Deze gevallen engelen werden niet onmiddellijk uit de hemel verdreven. Hun aanwezigheid werd veeleer duizenden jaren toegelaten — blijkbaar met bepaalde beperkingen. * Maar toen God deze kwaaddoeners niet langer om zich heen duldde, werden ze uit de hemel ’geslingerd’ om uiteindelijk vernietigd te worden. Een stem in de hemel zei toen: „Weest hierom vrolijk, gij hemelen en gij die daarin verblijft!” (Openbaring 12:7-12) Kennelijk waren de getrouwe engelen bijzonder blij dat de hemelen eindelijk van die verachtelijke onruststokers verlost waren!

Een beschouwing van deze gewoonlijk onbekende details maakt duidelijk dat er nooit ware vrede kan zijn als met verstand begiftigde schepselen Gods wetten en beginselen naast zich neer leggen (Jesaja 57:20, 21; Jeremia 14:19, 20). Gehoorzamen allen daarentegen Gods wet, dan is er sprake van vrede en rust (Psalm 119:165; Jesaja 48:17, 18). Zou de aarde, als alle mensen God zouden liefhebben en gehoorzamen en liefde voor elkaar zouden hebben, derhalve niet een werkelijk heerlijke en gelukkige woonplaats zijn? Het bijbelse antwoord luidt ja!

Maar hoe staat het met degenen die zelfzuchtig weigeren verandering te brengen in hun goddeloze wegen? Zullen ze de vrede van degenen die werkelijk Gods wil wensen te doen voor altijd verstoren? Nee, God is handelend opgetreden tegen de goddeloze engelen in de hemel en hij zal dat ook doen ten aanzien van de goddeloze mensen hier op aarde.

Een schoongeveegde aarde

„De hemel is mijn troon en de aarde mijn voetbank”, heeft God gezegd (Jesaja 66:1). Omdat God het summum van heiligheid is, zal hij niet toelaten dat zijn „voetbank” voor onbepaalde tijd door kwaaddoen wordt bezoedeld (Jesaja 6:1-3; Openbaring 4:8). Net zoals hij de hemelen heeft gezuiverd van goddeloze geesten, zal hij de aarde ontdoen van alle goddeloze mensen, zoals uit de volgende bijbelgedeelten blijkt:

„De boosdoeners zelf zullen afgesneden worden, maar wie op Jehovah hopen, díe zullen de aarde bezitten.” — Psalm 37:9.
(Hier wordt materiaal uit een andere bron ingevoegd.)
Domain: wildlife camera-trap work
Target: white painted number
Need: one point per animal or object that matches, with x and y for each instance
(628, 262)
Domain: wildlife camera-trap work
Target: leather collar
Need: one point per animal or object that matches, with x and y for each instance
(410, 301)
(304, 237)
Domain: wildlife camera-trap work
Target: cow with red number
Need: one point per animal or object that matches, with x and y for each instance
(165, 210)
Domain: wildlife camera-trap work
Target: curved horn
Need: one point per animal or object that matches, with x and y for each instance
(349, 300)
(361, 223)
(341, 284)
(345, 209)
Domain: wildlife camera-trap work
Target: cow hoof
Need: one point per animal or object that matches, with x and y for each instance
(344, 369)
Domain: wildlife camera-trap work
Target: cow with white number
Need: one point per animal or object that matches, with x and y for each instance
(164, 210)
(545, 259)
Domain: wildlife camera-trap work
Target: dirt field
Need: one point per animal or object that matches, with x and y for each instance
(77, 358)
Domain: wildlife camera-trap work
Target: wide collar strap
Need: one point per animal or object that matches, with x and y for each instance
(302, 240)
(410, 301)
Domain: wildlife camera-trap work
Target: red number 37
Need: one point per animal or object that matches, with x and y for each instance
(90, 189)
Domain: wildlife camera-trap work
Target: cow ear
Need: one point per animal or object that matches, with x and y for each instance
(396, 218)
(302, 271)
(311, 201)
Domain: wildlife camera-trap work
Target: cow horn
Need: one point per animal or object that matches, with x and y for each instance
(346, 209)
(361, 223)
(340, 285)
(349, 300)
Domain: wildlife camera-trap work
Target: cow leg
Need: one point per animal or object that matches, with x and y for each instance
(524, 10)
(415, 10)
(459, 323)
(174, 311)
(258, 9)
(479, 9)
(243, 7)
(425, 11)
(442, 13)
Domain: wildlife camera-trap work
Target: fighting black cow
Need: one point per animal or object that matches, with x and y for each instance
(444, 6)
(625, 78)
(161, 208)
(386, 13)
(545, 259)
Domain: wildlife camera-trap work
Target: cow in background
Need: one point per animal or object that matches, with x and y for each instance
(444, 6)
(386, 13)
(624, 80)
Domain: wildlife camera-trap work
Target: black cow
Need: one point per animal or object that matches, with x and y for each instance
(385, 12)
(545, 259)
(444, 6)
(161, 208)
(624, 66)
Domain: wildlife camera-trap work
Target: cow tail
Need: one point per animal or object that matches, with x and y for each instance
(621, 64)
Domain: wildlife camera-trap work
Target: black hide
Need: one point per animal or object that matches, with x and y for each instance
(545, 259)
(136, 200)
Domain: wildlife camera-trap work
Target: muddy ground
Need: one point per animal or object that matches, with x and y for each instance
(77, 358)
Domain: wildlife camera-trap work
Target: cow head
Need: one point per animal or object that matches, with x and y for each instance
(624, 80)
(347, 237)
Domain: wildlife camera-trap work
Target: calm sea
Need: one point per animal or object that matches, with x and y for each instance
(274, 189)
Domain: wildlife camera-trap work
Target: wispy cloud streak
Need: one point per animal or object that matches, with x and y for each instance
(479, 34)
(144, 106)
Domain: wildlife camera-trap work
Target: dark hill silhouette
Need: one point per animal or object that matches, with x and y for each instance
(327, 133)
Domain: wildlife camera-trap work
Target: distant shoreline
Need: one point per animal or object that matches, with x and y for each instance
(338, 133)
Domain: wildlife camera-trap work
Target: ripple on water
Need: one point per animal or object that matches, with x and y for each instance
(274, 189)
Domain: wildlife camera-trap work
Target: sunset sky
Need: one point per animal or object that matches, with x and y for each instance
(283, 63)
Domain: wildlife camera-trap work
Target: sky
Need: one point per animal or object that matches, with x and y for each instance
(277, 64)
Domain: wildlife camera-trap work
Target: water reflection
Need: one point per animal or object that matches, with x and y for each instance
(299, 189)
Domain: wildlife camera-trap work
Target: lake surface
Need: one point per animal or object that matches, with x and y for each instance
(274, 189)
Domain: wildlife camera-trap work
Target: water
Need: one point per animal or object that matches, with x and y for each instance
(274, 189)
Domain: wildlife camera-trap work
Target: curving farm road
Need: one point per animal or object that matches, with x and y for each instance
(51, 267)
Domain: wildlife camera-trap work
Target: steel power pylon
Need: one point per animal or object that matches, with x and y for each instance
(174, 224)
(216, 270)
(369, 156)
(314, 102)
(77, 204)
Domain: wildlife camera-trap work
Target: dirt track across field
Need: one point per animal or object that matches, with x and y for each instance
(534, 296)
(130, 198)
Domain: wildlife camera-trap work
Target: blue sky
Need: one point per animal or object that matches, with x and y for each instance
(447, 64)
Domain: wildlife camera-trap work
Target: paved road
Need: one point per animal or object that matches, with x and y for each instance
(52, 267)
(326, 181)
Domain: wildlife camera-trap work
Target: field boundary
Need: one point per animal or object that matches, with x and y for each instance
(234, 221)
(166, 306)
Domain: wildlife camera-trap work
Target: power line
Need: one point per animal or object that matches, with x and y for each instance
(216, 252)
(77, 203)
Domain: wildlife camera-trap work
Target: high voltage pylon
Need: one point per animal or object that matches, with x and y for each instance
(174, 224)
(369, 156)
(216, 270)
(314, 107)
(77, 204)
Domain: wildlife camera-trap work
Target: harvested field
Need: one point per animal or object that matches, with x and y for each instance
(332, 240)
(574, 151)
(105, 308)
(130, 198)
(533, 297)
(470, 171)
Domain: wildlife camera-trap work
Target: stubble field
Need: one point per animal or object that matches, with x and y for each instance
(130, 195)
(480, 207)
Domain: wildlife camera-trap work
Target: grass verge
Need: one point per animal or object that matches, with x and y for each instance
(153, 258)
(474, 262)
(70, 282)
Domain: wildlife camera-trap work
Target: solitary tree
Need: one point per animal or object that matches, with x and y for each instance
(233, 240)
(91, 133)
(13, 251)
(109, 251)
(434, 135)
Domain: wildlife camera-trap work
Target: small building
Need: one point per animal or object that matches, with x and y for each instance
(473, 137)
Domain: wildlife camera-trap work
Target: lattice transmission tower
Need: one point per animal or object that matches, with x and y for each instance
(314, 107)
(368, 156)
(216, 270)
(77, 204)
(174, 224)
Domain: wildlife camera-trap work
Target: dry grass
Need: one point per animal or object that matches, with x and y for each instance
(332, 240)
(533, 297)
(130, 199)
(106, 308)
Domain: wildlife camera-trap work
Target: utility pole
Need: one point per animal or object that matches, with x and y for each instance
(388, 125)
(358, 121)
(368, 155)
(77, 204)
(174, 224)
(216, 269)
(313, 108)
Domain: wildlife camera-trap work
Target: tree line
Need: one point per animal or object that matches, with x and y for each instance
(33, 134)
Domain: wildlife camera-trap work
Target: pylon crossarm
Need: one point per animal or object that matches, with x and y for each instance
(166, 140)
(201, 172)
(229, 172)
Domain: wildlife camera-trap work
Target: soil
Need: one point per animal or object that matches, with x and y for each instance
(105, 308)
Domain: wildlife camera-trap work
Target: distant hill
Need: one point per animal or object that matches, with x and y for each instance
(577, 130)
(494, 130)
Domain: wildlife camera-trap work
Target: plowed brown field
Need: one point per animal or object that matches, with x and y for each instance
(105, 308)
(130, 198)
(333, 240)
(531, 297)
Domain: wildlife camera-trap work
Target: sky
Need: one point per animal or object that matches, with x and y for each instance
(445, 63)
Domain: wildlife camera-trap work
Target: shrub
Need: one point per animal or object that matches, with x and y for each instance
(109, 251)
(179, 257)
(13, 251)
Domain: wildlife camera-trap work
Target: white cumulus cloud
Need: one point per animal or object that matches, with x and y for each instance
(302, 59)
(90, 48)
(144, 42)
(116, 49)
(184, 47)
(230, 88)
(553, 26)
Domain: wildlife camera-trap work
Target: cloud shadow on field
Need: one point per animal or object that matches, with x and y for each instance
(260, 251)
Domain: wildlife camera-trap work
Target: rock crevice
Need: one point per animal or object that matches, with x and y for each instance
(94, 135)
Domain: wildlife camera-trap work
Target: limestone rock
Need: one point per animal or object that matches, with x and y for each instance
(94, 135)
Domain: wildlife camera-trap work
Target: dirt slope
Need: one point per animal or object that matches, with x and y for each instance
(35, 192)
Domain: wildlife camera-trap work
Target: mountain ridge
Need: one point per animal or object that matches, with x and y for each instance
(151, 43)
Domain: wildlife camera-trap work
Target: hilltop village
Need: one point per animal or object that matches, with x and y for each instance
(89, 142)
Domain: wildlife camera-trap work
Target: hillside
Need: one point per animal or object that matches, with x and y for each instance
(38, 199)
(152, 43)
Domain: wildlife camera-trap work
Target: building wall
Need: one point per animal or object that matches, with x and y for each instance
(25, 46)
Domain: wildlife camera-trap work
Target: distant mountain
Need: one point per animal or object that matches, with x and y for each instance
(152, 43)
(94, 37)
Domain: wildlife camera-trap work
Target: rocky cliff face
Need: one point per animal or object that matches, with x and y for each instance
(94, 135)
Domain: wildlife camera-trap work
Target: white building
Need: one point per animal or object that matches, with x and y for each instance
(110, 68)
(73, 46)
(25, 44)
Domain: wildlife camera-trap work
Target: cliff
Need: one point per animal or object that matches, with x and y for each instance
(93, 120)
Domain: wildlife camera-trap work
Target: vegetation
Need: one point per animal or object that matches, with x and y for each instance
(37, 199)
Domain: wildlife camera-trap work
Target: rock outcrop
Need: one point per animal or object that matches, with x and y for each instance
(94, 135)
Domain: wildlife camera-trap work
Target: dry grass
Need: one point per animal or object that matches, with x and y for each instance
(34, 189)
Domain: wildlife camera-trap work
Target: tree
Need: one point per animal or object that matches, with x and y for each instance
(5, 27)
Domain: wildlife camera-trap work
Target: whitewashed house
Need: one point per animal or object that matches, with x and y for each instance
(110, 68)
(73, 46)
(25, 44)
„De oprechten zijn het die op de aarde zullen verblijven, en de onberispelijken zijn het die erop zullen overblijven. Wat de goddelozen betreft, zij zullen van de aarde zelf worden afgesneden; en wat de verraderlijken betreft, zij zullen ervan worden weggerukt.” — Spreuken 2:21, 22.

„Het [is] van Gods zijde rechtvaardig . . . verdrukking te vergelden aan hen die voor u verdrukking veroorzaken, maar aan u die verdrukking lijdt, verlichting te zamen met ons bij de openbaring van de Heer Jezus vanuit de hemel met zijn krachtige engelen, in een vlammend vuur, wanneer hij wraak oefent over hen die God niet kennen en over hen die het goede nieuws omtrent onze Heer Jezus niet gehoorzamen. Dezen zullen de gerechtelijke straf van eeuwige vernietiging ondergaan, ver van het aangezicht van de Heer en van de heerlijkheid van zijn sterkte.” — 2 Thessalonicenzen 1:6-9.

„De wereld [van de goddeloze mensheid] gaat . . . voorbij en ook haar begeerte, maar wie de wil van God doet, blijft in eeuwigheid.” — 1 Johannes 2:17.

Zal de aarde vredig blijven?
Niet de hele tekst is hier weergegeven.